POLITICS

New Brunswick Conservatives hold onto seat in Rothesay byelection

06/25/2012 09:01 EDT | Updated 08/25/2012 05:12 EDT
ROTHESAY, N.B. - New Brunswick's Progressive Conservatives will extend their 13-year hold on the provincial riding of Rothesay.

Hugh John (Ted) Flemming won Monday's byelection in the southern riding by almost 300 votes over his nearest rival — Liberal John Wilcox.

Flemming captures the seat vacated by former Tory cabinet minister Margaret-Ann Blaney.

She stepped down in May to become president of Efficiency New Brunswick, a Crown agency tasked with promoting energy efficiency.

Her appointment became campaign fodder as the opposition parties called it a case of political patronage.

She will be paid a salary of between $150,000 and $175,000, and the appointment is for at least five years.

But while Flemming distanced himself from the issue as he campaigned, saying he supported the premier and the Progressive Conservative government, but didn't support the appointment.

"I didn't do it and I don't support it," he said.

Flemming thanked his campaign supporters and said he would continue to speak freely when he gets to the legislature.

Progressive Conservative Premier David Alward welcomed the win for his party, but acknowledged the strong voter support for the Liberals and New Democrats.

"Voters sent a message that we have more work to do," Alward said Monday night.

Liberal John Wilcox finished second in the vote, while NDP Leader Dominic Cardy secured third spot in the five-candidate race.

Wilcox said the strong vote for second and third should send a message to the Conservatives.

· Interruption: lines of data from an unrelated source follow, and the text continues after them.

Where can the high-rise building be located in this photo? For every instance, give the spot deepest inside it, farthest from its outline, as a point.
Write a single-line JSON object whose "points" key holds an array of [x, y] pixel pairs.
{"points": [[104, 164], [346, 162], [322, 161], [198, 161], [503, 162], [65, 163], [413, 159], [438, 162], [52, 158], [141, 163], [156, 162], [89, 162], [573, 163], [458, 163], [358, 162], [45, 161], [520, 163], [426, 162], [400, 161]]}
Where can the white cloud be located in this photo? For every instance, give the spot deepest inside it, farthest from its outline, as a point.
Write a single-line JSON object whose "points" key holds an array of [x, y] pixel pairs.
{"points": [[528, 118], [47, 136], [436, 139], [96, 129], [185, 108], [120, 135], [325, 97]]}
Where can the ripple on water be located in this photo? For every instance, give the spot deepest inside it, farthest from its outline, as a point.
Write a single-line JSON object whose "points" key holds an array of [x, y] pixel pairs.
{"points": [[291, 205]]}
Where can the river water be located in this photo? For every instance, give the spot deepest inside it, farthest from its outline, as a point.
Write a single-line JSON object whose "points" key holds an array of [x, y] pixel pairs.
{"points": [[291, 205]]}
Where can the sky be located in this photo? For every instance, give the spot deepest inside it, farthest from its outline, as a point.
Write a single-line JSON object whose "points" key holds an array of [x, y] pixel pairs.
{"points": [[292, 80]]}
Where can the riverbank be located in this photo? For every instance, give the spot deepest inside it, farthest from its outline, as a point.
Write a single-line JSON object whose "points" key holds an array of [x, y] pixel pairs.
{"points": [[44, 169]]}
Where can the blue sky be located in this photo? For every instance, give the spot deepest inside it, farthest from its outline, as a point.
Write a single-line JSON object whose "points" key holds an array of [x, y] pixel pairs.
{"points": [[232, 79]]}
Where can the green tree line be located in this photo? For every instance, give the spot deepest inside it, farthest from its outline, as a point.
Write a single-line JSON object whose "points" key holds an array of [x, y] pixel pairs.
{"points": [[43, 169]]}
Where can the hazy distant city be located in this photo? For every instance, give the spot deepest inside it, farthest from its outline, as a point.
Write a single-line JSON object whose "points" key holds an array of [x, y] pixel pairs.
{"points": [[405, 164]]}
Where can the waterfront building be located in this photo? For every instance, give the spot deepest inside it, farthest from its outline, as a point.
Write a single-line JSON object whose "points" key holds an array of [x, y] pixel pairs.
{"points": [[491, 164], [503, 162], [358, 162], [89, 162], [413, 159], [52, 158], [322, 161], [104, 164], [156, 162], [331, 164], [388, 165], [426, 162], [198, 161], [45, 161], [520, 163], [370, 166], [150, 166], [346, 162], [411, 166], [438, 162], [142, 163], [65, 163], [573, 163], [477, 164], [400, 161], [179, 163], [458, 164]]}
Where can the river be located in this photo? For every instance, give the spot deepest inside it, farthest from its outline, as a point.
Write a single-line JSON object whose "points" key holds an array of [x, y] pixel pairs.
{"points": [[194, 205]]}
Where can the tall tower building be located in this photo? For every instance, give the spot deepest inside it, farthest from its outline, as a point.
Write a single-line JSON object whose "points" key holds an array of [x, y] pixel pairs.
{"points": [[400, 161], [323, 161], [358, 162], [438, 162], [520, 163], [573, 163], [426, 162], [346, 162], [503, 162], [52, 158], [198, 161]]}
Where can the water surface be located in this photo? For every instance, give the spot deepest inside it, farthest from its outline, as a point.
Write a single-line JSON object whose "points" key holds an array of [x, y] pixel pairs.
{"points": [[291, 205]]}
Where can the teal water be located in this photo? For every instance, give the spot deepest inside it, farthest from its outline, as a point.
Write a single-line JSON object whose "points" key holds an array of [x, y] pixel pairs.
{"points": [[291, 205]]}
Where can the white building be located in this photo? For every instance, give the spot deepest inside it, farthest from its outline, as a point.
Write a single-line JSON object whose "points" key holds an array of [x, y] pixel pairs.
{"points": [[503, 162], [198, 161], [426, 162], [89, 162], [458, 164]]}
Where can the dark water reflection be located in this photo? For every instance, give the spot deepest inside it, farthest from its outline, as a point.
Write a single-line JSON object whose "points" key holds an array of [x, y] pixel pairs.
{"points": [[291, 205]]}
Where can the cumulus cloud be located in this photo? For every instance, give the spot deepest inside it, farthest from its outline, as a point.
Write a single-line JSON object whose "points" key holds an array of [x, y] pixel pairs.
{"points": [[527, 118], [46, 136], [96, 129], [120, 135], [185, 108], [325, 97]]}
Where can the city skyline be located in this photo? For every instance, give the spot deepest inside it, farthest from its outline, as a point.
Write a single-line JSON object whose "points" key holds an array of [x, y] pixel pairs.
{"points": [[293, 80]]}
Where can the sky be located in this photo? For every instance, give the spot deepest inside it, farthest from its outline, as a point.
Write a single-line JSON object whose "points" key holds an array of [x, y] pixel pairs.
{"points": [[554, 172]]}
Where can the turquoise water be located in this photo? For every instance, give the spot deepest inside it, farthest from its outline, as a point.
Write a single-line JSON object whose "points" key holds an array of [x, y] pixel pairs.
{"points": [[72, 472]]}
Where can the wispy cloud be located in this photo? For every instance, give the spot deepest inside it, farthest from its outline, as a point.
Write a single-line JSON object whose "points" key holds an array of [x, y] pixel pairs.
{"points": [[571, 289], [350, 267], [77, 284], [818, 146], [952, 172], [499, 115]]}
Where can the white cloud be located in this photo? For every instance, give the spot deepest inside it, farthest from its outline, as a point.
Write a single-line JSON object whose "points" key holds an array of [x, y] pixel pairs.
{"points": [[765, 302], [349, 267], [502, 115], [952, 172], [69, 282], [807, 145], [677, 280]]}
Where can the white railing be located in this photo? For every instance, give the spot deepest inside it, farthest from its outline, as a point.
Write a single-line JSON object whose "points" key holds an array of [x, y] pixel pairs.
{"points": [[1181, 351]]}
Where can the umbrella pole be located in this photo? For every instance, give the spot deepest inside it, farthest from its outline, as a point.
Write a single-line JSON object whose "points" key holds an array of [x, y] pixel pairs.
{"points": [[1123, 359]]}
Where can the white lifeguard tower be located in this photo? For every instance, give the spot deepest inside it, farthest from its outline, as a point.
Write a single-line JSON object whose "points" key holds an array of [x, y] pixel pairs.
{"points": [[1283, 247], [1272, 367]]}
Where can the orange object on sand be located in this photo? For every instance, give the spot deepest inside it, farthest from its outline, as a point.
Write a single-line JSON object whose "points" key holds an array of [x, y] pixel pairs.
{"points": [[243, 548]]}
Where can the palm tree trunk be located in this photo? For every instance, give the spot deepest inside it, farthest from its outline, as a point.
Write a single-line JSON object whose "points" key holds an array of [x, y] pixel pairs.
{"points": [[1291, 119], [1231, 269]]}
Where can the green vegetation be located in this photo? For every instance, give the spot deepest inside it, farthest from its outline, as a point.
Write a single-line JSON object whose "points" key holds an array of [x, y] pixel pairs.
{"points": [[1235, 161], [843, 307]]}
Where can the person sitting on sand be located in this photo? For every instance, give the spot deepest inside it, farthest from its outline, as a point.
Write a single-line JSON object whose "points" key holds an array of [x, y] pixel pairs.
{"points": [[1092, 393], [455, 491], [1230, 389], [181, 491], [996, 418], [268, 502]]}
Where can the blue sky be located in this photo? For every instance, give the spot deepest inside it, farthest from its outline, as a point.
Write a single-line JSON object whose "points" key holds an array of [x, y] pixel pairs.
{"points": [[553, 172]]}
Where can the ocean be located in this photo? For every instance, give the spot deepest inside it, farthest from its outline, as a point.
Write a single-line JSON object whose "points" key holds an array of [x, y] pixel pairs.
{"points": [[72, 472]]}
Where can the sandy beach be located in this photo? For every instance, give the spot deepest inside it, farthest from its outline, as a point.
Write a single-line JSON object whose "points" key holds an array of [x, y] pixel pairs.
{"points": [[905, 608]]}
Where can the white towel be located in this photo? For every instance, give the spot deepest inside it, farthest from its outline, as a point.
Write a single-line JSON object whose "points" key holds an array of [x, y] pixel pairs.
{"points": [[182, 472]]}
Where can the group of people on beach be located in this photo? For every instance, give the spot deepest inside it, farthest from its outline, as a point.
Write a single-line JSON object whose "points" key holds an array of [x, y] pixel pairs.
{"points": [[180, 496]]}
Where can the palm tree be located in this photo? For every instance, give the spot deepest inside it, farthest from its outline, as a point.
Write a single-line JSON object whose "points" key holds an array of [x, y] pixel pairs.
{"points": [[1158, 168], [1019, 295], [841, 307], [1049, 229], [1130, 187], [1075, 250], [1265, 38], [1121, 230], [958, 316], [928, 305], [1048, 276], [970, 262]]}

"If you take the two votes combined, I think that clearly shows a message that the good people of Rothesay were not happy with what's been done here — the patronage appointment and probably a few other things," he said.

Despite being disappointed with the third place finish, Cardy said he was pleased with the support.

"We managed to knock on every single door in Rothesay to massively increase our vote over previous results and to clearly establish ourselves as a contender for power in the province, but we didn't get there yet," Cardy said.

The NDP has not had a member in the legislature since 2005.

The Conservatives now hold 42 seats in the legislature, while the Liberals have 13.